C'est ce qui s'est-il passé en 2005. La part de marché du cinéma français s'est accrue, mais la baisse de la fréquentation des films américains est une mauvaise affaire. Pour le comprendre, il faut rappeler en quelques mots le mécanisme de base du système complexe de soutien au cinéma, dont la nature industrielle et culturelle est assise sur un double dispositif, automatique et sélectif. Le compte de soutien du cinéma est alimenté par une taxe, la taxe spéciale additionnelle, qui représente près du quart de ses ressources. Cette taxe est prélevée sur chaque entrée en salle, quelle que soit la nationalité du film projeté. Mécaniquement, la baisse de la fréquentation conduit les rentrées de 2005 à un plus faible niveau que celui de l'année précédente.

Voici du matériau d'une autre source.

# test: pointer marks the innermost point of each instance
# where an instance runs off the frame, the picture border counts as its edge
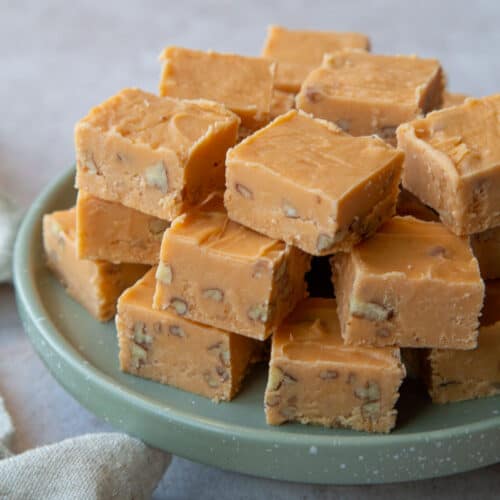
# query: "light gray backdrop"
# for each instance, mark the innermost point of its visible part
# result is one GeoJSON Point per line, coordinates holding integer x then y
{"type": "Point", "coordinates": [59, 58]}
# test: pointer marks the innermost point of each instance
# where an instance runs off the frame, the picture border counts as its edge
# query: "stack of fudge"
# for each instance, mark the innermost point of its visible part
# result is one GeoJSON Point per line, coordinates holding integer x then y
{"type": "Point", "coordinates": [199, 211]}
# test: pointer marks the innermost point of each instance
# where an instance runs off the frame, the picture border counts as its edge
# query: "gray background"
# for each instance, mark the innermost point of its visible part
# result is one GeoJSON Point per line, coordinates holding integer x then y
{"type": "Point", "coordinates": [57, 59]}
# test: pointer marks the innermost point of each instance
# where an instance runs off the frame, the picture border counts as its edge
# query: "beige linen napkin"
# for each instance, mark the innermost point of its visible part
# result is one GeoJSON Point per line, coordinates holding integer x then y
{"type": "Point", "coordinates": [94, 466]}
{"type": "Point", "coordinates": [91, 467]}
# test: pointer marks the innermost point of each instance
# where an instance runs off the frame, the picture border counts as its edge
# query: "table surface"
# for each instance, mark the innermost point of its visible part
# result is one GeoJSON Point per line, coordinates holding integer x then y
{"type": "Point", "coordinates": [60, 58]}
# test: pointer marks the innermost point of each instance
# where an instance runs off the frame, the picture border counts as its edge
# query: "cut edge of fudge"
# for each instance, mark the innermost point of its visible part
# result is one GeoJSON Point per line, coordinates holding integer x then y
{"type": "Point", "coordinates": [376, 316]}
{"type": "Point", "coordinates": [159, 173]}
{"type": "Point", "coordinates": [105, 281]}
{"type": "Point", "coordinates": [326, 243]}
{"type": "Point", "coordinates": [286, 372]}
{"type": "Point", "coordinates": [232, 355]}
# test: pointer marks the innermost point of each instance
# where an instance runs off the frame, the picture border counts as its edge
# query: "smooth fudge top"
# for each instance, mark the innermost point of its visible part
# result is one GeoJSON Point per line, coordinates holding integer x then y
{"type": "Point", "coordinates": [453, 99]}
{"type": "Point", "coordinates": [243, 84]}
{"type": "Point", "coordinates": [419, 250]}
{"type": "Point", "coordinates": [159, 122]}
{"type": "Point", "coordinates": [209, 227]}
{"type": "Point", "coordinates": [314, 153]}
{"type": "Point", "coordinates": [359, 75]}
{"type": "Point", "coordinates": [308, 47]}
{"type": "Point", "coordinates": [312, 334]}
{"type": "Point", "coordinates": [468, 134]}
{"type": "Point", "coordinates": [64, 220]}
{"type": "Point", "coordinates": [141, 294]}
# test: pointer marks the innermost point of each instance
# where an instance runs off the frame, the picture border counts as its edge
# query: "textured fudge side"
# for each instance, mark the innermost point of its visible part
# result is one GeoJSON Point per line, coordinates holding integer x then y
{"type": "Point", "coordinates": [306, 182]}
{"type": "Point", "coordinates": [485, 245]}
{"type": "Point", "coordinates": [154, 154]}
{"type": "Point", "coordinates": [460, 375]}
{"type": "Point", "coordinates": [486, 248]}
{"type": "Point", "coordinates": [220, 273]}
{"type": "Point", "coordinates": [452, 163]}
{"type": "Point", "coordinates": [315, 378]}
{"type": "Point", "coordinates": [95, 285]}
{"type": "Point", "coordinates": [281, 103]}
{"type": "Point", "coordinates": [368, 94]}
{"type": "Point", "coordinates": [243, 84]}
{"type": "Point", "coordinates": [162, 346]}
{"type": "Point", "coordinates": [106, 230]}
{"type": "Point", "coordinates": [413, 284]}
{"type": "Point", "coordinates": [298, 52]}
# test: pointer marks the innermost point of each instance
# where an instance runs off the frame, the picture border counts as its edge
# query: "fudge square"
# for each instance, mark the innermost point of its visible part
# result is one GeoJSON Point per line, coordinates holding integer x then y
{"type": "Point", "coordinates": [219, 273]}
{"type": "Point", "coordinates": [459, 375]}
{"type": "Point", "coordinates": [154, 154]}
{"type": "Point", "coordinates": [452, 163]}
{"type": "Point", "coordinates": [298, 52]}
{"type": "Point", "coordinates": [486, 248]}
{"type": "Point", "coordinates": [281, 103]}
{"type": "Point", "coordinates": [95, 285]}
{"type": "Point", "coordinates": [409, 204]}
{"type": "Point", "coordinates": [368, 94]}
{"type": "Point", "coordinates": [243, 84]}
{"type": "Point", "coordinates": [315, 378]}
{"type": "Point", "coordinates": [413, 284]}
{"type": "Point", "coordinates": [106, 230]}
{"type": "Point", "coordinates": [172, 350]}
{"type": "Point", "coordinates": [485, 245]}
{"type": "Point", "coordinates": [306, 182]}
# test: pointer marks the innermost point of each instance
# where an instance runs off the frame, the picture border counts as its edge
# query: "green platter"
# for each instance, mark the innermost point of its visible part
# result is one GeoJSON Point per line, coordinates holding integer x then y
{"type": "Point", "coordinates": [82, 354]}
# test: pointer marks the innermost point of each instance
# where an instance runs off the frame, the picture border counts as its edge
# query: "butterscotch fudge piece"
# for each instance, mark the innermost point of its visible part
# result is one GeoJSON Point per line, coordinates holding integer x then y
{"type": "Point", "coordinates": [281, 103]}
{"type": "Point", "coordinates": [298, 52]}
{"type": "Point", "coordinates": [368, 94]}
{"type": "Point", "coordinates": [308, 183]}
{"type": "Point", "coordinates": [486, 248]}
{"type": "Point", "coordinates": [459, 375]}
{"type": "Point", "coordinates": [219, 273]}
{"type": "Point", "coordinates": [165, 347]}
{"type": "Point", "coordinates": [409, 204]}
{"type": "Point", "coordinates": [154, 154]}
{"type": "Point", "coordinates": [243, 84]}
{"type": "Point", "coordinates": [106, 230]}
{"type": "Point", "coordinates": [453, 99]}
{"type": "Point", "coordinates": [95, 285]}
{"type": "Point", "coordinates": [315, 378]}
{"type": "Point", "coordinates": [413, 284]}
{"type": "Point", "coordinates": [452, 163]}
{"type": "Point", "coordinates": [485, 245]}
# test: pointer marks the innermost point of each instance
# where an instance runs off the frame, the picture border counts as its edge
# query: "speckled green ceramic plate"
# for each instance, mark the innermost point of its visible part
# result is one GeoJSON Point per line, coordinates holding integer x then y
{"type": "Point", "coordinates": [82, 354]}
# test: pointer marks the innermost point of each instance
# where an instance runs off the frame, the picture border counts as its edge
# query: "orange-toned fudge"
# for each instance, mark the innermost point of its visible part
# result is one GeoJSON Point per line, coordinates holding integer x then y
{"type": "Point", "coordinates": [298, 52]}
{"type": "Point", "coordinates": [154, 154]}
{"type": "Point", "coordinates": [485, 245]}
{"type": "Point", "coordinates": [306, 182]}
{"type": "Point", "coordinates": [95, 285]}
{"type": "Point", "coordinates": [459, 375]}
{"type": "Point", "coordinates": [368, 94]}
{"type": "Point", "coordinates": [315, 378]}
{"type": "Point", "coordinates": [220, 273]}
{"type": "Point", "coordinates": [243, 84]}
{"type": "Point", "coordinates": [172, 350]}
{"type": "Point", "coordinates": [409, 204]}
{"type": "Point", "coordinates": [486, 248]}
{"type": "Point", "coordinates": [452, 163]}
{"type": "Point", "coordinates": [281, 103]}
{"type": "Point", "coordinates": [452, 99]}
{"type": "Point", "coordinates": [413, 284]}
{"type": "Point", "coordinates": [106, 230]}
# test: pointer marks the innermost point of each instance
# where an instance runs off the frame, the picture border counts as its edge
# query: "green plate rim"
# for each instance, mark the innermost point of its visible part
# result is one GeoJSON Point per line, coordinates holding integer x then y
{"type": "Point", "coordinates": [48, 342]}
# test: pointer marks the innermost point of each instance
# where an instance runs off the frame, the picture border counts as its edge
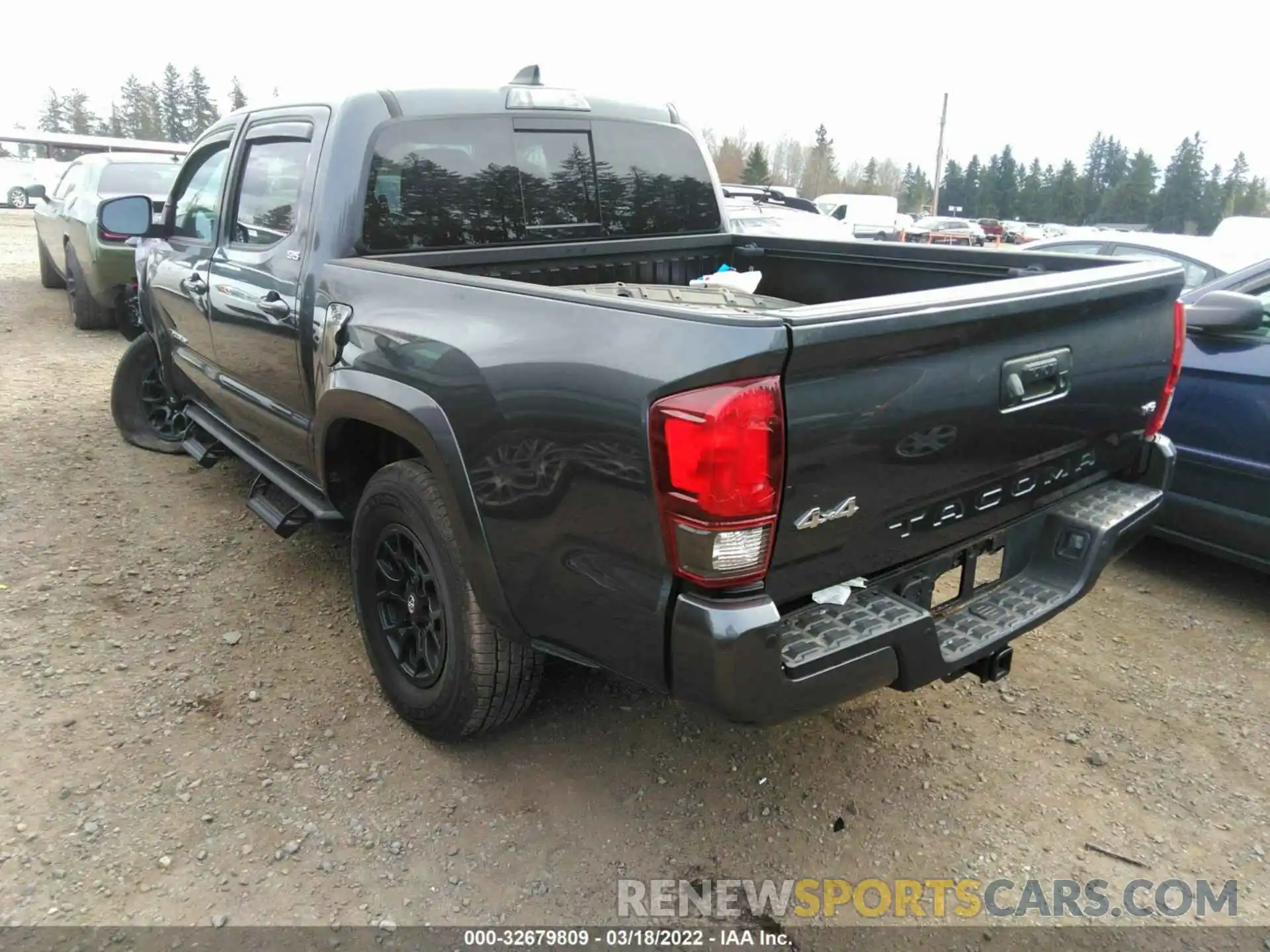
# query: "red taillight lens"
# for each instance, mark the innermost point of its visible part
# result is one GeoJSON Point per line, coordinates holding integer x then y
{"type": "Point", "coordinates": [719, 460]}
{"type": "Point", "coordinates": [1175, 370]}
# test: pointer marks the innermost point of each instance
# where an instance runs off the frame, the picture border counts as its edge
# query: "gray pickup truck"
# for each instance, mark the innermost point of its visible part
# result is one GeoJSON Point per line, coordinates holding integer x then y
{"type": "Point", "coordinates": [464, 321]}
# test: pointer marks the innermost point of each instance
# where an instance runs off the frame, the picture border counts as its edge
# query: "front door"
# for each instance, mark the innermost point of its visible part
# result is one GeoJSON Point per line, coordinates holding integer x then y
{"type": "Point", "coordinates": [179, 282]}
{"type": "Point", "coordinates": [257, 309]}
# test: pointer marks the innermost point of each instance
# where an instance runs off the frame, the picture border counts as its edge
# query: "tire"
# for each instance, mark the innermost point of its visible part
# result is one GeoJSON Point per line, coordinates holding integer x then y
{"type": "Point", "coordinates": [144, 413]}
{"type": "Point", "coordinates": [456, 677]}
{"type": "Point", "coordinates": [88, 314]}
{"type": "Point", "coordinates": [48, 276]}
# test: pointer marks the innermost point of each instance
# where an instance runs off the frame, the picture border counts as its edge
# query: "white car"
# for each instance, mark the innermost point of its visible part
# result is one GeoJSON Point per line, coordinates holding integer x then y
{"type": "Point", "coordinates": [17, 175]}
{"type": "Point", "coordinates": [1203, 259]}
{"type": "Point", "coordinates": [747, 216]}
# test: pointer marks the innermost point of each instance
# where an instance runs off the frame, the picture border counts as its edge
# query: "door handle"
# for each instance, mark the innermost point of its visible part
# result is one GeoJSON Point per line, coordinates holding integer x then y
{"type": "Point", "coordinates": [1035, 379]}
{"type": "Point", "coordinates": [273, 305]}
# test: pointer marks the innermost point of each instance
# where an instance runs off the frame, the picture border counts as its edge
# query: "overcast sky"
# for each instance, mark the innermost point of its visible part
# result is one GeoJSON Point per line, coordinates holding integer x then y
{"type": "Point", "coordinates": [1148, 74]}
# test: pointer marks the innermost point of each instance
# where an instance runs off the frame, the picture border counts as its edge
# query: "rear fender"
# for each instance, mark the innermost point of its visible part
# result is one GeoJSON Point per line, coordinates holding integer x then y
{"type": "Point", "coordinates": [418, 419]}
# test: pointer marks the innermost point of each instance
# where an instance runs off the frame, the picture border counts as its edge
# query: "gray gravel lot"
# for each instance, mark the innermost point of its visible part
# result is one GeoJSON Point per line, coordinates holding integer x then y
{"type": "Point", "coordinates": [190, 729]}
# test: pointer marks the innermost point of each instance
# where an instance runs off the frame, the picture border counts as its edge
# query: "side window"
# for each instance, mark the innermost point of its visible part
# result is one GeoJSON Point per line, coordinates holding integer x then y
{"type": "Point", "coordinates": [197, 197]}
{"type": "Point", "coordinates": [69, 182]}
{"type": "Point", "coordinates": [1195, 273]}
{"type": "Point", "coordinates": [273, 172]}
{"type": "Point", "coordinates": [1074, 249]}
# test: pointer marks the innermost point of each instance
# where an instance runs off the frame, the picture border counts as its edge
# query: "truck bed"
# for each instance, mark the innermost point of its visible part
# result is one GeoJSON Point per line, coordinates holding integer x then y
{"type": "Point", "coordinates": [804, 272]}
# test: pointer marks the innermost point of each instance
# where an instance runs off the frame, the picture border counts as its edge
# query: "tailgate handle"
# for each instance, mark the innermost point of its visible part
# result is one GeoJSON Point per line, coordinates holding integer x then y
{"type": "Point", "coordinates": [1035, 379]}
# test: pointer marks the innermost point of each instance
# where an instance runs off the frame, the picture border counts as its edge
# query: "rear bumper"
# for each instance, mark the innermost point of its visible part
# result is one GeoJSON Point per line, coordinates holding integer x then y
{"type": "Point", "coordinates": [108, 272]}
{"type": "Point", "coordinates": [752, 664]}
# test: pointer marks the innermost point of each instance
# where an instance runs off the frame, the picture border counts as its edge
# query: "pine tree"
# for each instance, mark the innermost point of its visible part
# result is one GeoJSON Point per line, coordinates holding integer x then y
{"type": "Point", "coordinates": [1007, 186]}
{"type": "Point", "coordinates": [54, 116]}
{"type": "Point", "coordinates": [1032, 194]}
{"type": "Point", "coordinates": [969, 188]}
{"type": "Point", "coordinates": [1255, 200]}
{"type": "Point", "coordinates": [1132, 200]}
{"type": "Point", "coordinates": [173, 99]}
{"type": "Point", "coordinates": [1066, 200]}
{"type": "Point", "coordinates": [1236, 184]}
{"type": "Point", "coordinates": [757, 172]}
{"type": "Point", "coordinates": [821, 172]}
{"type": "Point", "coordinates": [80, 120]}
{"type": "Point", "coordinates": [200, 110]}
{"type": "Point", "coordinates": [952, 188]}
{"type": "Point", "coordinates": [869, 178]}
{"type": "Point", "coordinates": [153, 116]}
{"type": "Point", "coordinates": [1213, 202]}
{"type": "Point", "coordinates": [1179, 206]}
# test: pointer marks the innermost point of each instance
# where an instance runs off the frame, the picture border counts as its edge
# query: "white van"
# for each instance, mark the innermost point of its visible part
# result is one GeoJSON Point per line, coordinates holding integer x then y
{"type": "Point", "coordinates": [868, 216]}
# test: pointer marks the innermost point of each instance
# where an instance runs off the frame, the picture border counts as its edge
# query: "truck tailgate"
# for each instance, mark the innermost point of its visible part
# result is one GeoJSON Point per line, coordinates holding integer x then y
{"type": "Point", "coordinates": [919, 422]}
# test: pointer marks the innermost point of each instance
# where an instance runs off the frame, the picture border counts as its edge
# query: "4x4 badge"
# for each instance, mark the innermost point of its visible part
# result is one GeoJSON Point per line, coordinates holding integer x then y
{"type": "Point", "coordinates": [816, 516]}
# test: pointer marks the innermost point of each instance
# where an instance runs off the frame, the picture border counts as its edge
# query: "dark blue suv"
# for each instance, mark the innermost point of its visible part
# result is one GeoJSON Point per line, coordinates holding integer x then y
{"type": "Point", "coordinates": [1220, 502]}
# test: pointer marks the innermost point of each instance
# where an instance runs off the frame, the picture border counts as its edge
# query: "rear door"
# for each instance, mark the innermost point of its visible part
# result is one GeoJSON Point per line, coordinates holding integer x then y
{"type": "Point", "coordinates": [901, 415]}
{"type": "Point", "coordinates": [1221, 423]}
{"type": "Point", "coordinates": [257, 311]}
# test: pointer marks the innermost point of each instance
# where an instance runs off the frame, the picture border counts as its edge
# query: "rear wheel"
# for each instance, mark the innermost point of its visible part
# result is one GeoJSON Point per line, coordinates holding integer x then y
{"type": "Point", "coordinates": [444, 666]}
{"type": "Point", "coordinates": [48, 276]}
{"type": "Point", "coordinates": [88, 314]}
{"type": "Point", "coordinates": [145, 413]}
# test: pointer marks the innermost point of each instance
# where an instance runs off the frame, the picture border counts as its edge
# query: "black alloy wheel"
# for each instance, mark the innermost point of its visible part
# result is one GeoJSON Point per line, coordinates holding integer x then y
{"type": "Point", "coordinates": [167, 416]}
{"type": "Point", "coordinates": [411, 612]}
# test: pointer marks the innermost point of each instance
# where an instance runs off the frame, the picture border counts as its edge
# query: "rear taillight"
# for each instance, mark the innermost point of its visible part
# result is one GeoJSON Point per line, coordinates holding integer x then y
{"type": "Point", "coordinates": [1175, 370]}
{"type": "Point", "coordinates": [718, 462]}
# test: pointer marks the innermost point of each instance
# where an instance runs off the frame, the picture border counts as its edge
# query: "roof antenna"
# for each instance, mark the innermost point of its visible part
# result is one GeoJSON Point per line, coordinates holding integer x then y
{"type": "Point", "coordinates": [529, 77]}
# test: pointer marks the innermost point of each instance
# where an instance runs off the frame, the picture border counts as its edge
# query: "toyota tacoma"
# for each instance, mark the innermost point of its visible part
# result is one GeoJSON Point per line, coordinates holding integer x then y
{"type": "Point", "coordinates": [493, 332]}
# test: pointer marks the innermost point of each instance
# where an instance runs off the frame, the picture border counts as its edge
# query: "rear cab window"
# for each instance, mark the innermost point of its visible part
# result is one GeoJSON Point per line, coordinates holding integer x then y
{"type": "Point", "coordinates": [478, 182]}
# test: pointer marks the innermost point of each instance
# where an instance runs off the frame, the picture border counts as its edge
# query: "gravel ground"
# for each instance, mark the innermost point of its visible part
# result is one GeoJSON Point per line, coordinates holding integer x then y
{"type": "Point", "coordinates": [190, 729]}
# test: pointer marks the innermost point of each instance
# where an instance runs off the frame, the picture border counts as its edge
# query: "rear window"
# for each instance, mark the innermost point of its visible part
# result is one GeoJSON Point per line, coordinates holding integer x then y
{"type": "Point", "coordinates": [138, 179]}
{"type": "Point", "coordinates": [455, 183]}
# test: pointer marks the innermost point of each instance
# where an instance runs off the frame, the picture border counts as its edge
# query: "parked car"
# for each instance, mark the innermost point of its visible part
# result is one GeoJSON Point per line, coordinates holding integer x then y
{"type": "Point", "coordinates": [771, 194]}
{"type": "Point", "coordinates": [18, 175]}
{"type": "Point", "coordinates": [747, 216]}
{"type": "Point", "coordinates": [868, 216]}
{"type": "Point", "coordinates": [1202, 258]}
{"type": "Point", "coordinates": [1246, 230]}
{"type": "Point", "coordinates": [75, 253]}
{"type": "Point", "coordinates": [1220, 502]}
{"type": "Point", "coordinates": [947, 231]}
{"type": "Point", "coordinates": [548, 441]}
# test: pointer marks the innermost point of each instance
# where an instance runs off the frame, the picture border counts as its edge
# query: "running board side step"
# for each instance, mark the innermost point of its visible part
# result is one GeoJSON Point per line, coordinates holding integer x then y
{"type": "Point", "coordinates": [281, 498]}
{"type": "Point", "coordinates": [276, 509]}
{"type": "Point", "coordinates": [206, 450]}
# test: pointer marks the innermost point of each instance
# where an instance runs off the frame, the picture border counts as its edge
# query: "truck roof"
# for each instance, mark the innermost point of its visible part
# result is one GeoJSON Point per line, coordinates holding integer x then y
{"type": "Point", "coordinates": [425, 103]}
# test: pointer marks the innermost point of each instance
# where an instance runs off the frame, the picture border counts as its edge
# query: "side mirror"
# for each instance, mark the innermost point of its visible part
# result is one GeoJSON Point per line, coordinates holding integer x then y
{"type": "Point", "coordinates": [130, 216]}
{"type": "Point", "coordinates": [1224, 311]}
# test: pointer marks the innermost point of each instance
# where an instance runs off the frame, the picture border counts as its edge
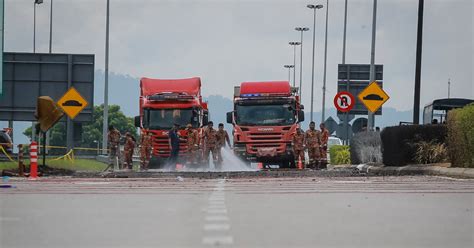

Or les sommes collectées sont redistribuées aux producteurs français et européens, au prorata des succès de leur film précédent, en vertu du soutien dit automatique. Non seulement la baisse du nombre d'entrées réduit le fruit de la collecte, mais les sommes qui reviendront à chaque producteur seront plus faibles que prévu, puisque le nombre de films produits est resté élevé.

Certes, le compte de soutien est aussi alimenté par d'autres ressources : un peu plus du tiers du produit d'une taxe sur les services de télévision et 65% du produit d'une taxe sur la vidéo et la vidéo à la demande. Mais cela ne suffit pas à compenser la baisse de fréquentation en salle. Bref, quand les films américains ne sont pas au rendez-vous, le cinéma français est à la peine.

Hollywood et le cinéma français, deux frères ennemis de taille bien inégale mais voguant sur un même bateau ? Le débat récent où l'on vit certains producteurs français s'effrayer à l'idée que l'on ouvre le compte de soutien aux productions françaises financées par des filiales de majors américaines, comme on le faisait du temps de François Truffaut et de Louis Malle, aurait gagné à ce que l'on garde en tête cette drôle d'imbrication entre deux cinématographies dont il est trop simple de considérer qu'elles sont radicalement étrangères l'une à l'autre.